Di tengah transisi politik dan semangat kolektif bangsa dalam memperjuangkan visi Indonesia Emas 2045, pembangunan Sumber Daya Manusia seharusnya menjadi kunci transformasi “bonus demokrasi” Indonesia sebagai modalitas utama pembangunan nasional menuju kemajuan peradaban Indonesia dan terhindar dari “middle income trap”.
Kompetisi ekonomi global yang cenderung mengarah pada “ancaman” fragmentasi geo-ekonomi akibat rivalitas kekuatan ekonomi Amerika Serikat versus Tiongkok dan perlambatan ekonomi paska pandemic Covid-19, memerlukan penguatan tata kelola pendidikan nasional khususnya Pendidikan Tinggi sebagai prioritas kebijakan pembangunan manusia Indonesia dalam menjamin pertumbuhan ekonomi keberlanjutan dan berkeadilan berbasis teknologi.
Di sisi lain, kompetisi dan pergeseran geopolitik global yang semakin menguat dengan kecenderungan logika pendekatan “ril politik” paska pecahnya Perang Rusia-Ukraina dan Kebijakan Perang Israel di Gaza yang menegasikan Hak Asasi Manusia dan Kedaulatan Bangsa Palestina, menunjukkan pentingnya kepemimpinan yang berpihak kepada kemanusiaan dan kemajuan peradaban dalam mencari solusi perdamaian.

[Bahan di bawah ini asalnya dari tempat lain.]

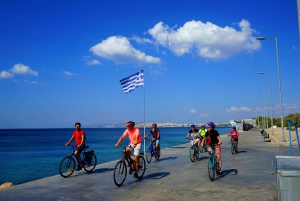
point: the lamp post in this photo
(279, 84)
(270, 98)
(266, 109)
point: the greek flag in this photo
(133, 81)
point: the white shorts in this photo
(137, 150)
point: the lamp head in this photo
(260, 38)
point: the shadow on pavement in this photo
(166, 159)
(158, 175)
(227, 172)
(241, 152)
(101, 170)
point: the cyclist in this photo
(135, 144)
(155, 137)
(213, 137)
(194, 133)
(234, 136)
(202, 133)
(79, 136)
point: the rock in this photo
(6, 185)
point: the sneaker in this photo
(78, 169)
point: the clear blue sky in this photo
(61, 61)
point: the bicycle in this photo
(151, 151)
(204, 148)
(213, 164)
(194, 154)
(233, 146)
(67, 165)
(120, 171)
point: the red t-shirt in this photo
(78, 137)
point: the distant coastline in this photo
(161, 125)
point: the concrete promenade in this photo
(246, 176)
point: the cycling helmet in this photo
(130, 123)
(77, 123)
(211, 124)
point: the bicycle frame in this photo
(81, 155)
(152, 147)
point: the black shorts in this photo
(80, 149)
(235, 139)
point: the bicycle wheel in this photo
(157, 156)
(201, 149)
(120, 173)
(149, 155)
(192, 153)
(67, 166)
(90, 162)
(232, 148)
(211, 168)
(142, 167)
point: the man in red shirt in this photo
(135, 144)
(79, 136)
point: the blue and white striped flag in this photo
(133, 81)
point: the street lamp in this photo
(266, 110)
(270, 99)
(279, 84)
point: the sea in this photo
(31, 154)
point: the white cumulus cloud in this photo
(69, 73)
(193, 111)
(5, 74)
(210, 41)
(23, 70)
(204, 115)
(93, 62)
(241, 109)
(120, 50)
(141, 40)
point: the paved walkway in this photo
(246, 176)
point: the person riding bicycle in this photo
(155, 137)
(194, 133)
(135, 146)
(213, 137)
(79, 136)
(202, 133)
(234, 136)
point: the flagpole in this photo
(144, 111)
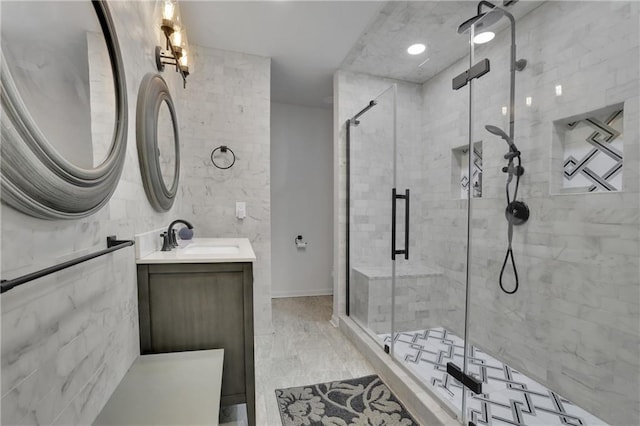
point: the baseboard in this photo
(302, 293)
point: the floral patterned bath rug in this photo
(365, 401)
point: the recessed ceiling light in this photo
(416, 49)
(484, 37)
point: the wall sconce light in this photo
(175, 52)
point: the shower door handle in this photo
(394, 198)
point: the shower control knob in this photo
(517, 212)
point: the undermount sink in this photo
(203, 248)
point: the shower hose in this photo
(510, 219)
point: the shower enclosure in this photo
(548, 332)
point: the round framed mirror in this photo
(64, 108)
(158, 142)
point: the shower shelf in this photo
(587, 152)
(460, 181)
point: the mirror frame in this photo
(153, 92)
(35, 178)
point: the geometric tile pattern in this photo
(476, 171)
(509, 398)
(600, 142)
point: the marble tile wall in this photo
(227, 102)
(69, 338)
(574, 324)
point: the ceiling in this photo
(306, 40)
(309, 40)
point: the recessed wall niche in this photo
(460, 181)
(587, 152)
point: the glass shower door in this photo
(371, 151)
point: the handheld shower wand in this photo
(516, 212)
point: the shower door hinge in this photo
(468, 381)
(476, 71)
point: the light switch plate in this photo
(241, 209)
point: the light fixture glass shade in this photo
(416, 49)
(176, 37)
(168, 11)
(484, 37)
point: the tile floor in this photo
(510, 398)
(304, 349)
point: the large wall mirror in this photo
(158, 142)
(64, 108)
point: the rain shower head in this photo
(482, 21)
(499, 132)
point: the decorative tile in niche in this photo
(588, 152)
(460, 181)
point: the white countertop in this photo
(181, 388)
(204, 250)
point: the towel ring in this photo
(223, 160)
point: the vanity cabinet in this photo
(198, 306)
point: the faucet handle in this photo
(166, 246)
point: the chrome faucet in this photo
(172, 241)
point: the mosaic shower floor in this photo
(511, 398)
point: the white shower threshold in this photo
(421, 403)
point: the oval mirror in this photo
(64, 112)
(166, 144)
(158, 142)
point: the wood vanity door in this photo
(187, 307)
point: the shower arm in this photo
(512, 69)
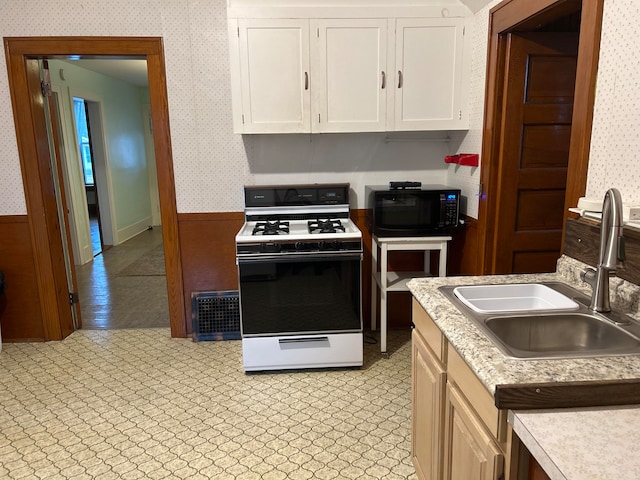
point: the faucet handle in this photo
(588, 275)
(622, 254)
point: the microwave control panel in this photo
(450, 210)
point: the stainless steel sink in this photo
(574, 333)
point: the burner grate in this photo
(325, 226)
(271, 227)
(215, 315)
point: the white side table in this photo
(388, 281)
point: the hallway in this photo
(125, 286)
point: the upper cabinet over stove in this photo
(331, 73)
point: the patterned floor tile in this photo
(135, 403)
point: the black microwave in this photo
(427, 210)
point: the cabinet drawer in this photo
(429, 331)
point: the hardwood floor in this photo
(112, 298)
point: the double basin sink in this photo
(545, 320)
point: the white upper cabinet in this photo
(274, 76)
(321, 75)
(350, 83)
(429, 74)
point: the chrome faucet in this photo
(612, 254)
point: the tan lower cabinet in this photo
(470, 452)
(457, 432)
(428, 379)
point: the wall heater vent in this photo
(215, 315)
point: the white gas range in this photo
(299, 259)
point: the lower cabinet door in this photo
(428, 381)
(470, 452)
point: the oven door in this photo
(300, 294)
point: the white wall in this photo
(466, 178)
(211, 164)
(121, 106)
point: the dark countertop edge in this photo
(561, 394)
(596, 393)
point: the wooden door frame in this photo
(526, 15)
(33, 150)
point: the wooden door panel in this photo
(545, 146)
(551, 79)
(536, 132)
(533, 262)
(550, 179)
(540, 210)
(537, 240)
(536, 113)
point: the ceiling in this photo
(133, 71)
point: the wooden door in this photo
(351, 87)
(275, 75)
(540, 74)
(56, 139)
(25, 88)
(428, 74)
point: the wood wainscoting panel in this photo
(21, 318)
(208, 253)
(582, 242)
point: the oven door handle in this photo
(293, 257)
(282, 341)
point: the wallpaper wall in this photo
(211, 164)
(615, 142)
(467, 179)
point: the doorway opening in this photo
(501, 218)
(25, 87)
(85, 147)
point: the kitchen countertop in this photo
(598, 443)
(491, 366)
(594, 443)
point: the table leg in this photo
(374, 283)
(383, 298)
(442, 269)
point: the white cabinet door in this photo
(274, 73)
(350, 84)
(428, 74)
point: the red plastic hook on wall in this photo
(469, 159)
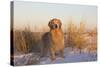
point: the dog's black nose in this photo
(54, 26)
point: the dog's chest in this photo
(57, 36)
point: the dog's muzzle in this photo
(54, 26)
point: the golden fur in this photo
(57, 38)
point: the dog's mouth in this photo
(54, 26)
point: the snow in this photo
(70, 56)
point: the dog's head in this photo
(55, 24)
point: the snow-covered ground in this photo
(70, 56)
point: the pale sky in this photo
(38, 15)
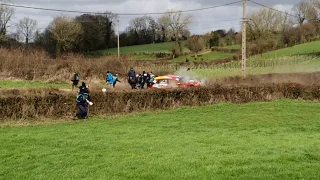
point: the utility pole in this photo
(118, 41)
(244, 38)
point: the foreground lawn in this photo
(31, 84)
(275, 140)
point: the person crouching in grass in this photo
(115, 80)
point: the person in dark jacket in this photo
(81, 100)
(132, 80)
(115, 80)
(144, 79)
(75, 80)
(131, 73)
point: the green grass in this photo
(255, 66)
(274, 140)
(31, 84)
(236, 46)
(306, 48)
(157, 47)
(144, 57)
(206, 57)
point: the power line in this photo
(272, 8)
(313, 20)
(120, 14)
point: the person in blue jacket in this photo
(109, 79)
(81, 100)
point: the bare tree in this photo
(177, 26)
(6, 14)
(65, 31)
(162, 27)
(196, 44)
(301, 11)
(26, 28)
(266, 22)
(315, 9)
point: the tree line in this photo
(267, 29)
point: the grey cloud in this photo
(204, 21)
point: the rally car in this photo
(174, 81)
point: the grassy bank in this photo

Ketua KOMNAS HAM Dr. Atnike Sigiro, sebagai narasumber dan juga Dosen Paramadina Graduate School of Diplomacy menekankan bahwa Hak atas Pendidikan merupakan Hak Asasi Manusia dan bukanlah sebuah keistimewaan. “Pendidikan Tinggi, seringkali dipisahkan dari hak atas pendidikan”, tegas Atnike. “Padahal Hak atas Pendidikan Tinggi, setidaknya memiliki 4 (empat) arti penting, yaitu hak pemberdayaan, hak mobilitas vertikal kelompok marjinal dari kemiskinan, hak atas akses sarana yang diperlukan untuk mewujudkan hak lainnya, dan terakhir hak untuk berkontribusi dalam pengembangan penuh kepribadian manusia”, jelas Atnike lebih lanjut. “Pendidikan Gratis tidak berarti mengabaikan kualitas standar pendidikan”, tegasnya.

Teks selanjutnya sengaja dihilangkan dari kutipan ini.